REPUBLIKA.CO.ID, Oleh Afriza Hanifa
Dia bersafari dari satu tempat ke tempat lain demi mendapat faedah ilmu.
Setiap generasi pasti memiliki pembaruan yang menyelamatkan Muslimin dari kebodohan. Merekalah para mujaddid yang menjadi lentera di tengah kegelapan dunia.
Di bidang penafsiran kitabullah, setelah generasi ulama tafsir ternama Syaikh Ibnu Katsir, lahir generasi ulama penerus, Syaikh As-Sa’diy.
Nama lengkapnya Abu Abdillah Abdurrahman bin Naashir bin Abdullah bin Nashir As Sa’di. Syaikh berasal dari Bani Tamim yang lahir di Kota Unaizah, Qasim, wilayah Najd, Arab Saudi pada 12 Muharram 1307 Hijriyah atau 1886 Masehi.
Sejak usia sangat belia, syaikh telah kehilangan kedua orang tuanya. Sang ibu wafat saat dia baru berusia empat tahun. Kemudian, sang ayah juga meninggal saat syaikh berusia tujuh tahun.
Dia akhirnya tinggal bersama ibu tiri dan seorang saudara laki-laki. Kendati demikian, syaikh tumbuh besar sebagai seorang anak yang amat cerdas.
Sejak kecil Syaikh As-Sa’diy sudah memperlihatkan kemampuan intelektual yang luar biasa. Dia pun sangat semangat dan rajin dalam menuntut ilmu. Setiap ulama berkunjung ke kotanya, syaikh tak pernah absen dalam majelis mereka.

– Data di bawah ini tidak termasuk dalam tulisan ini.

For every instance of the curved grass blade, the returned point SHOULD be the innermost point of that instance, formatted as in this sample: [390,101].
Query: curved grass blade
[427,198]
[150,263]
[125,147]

Tak heran jika dia telah menghafal Alquran dengan qiraah yang baik dan sempurna saat baru berusia 11 tahun. Sejak itulah, syaikh membulatkan tekad untuk fokus mempelajari ilmu agama.
Begitu banyak perjuangan syaikh demi mendapatkan ilmu agama. Dia bersafari dari satu tempat ke tempat lain demi mendapat faedah ilmu. Sebanyak mungkin ilmu harus ia peroleh, demikian tekad syaikh.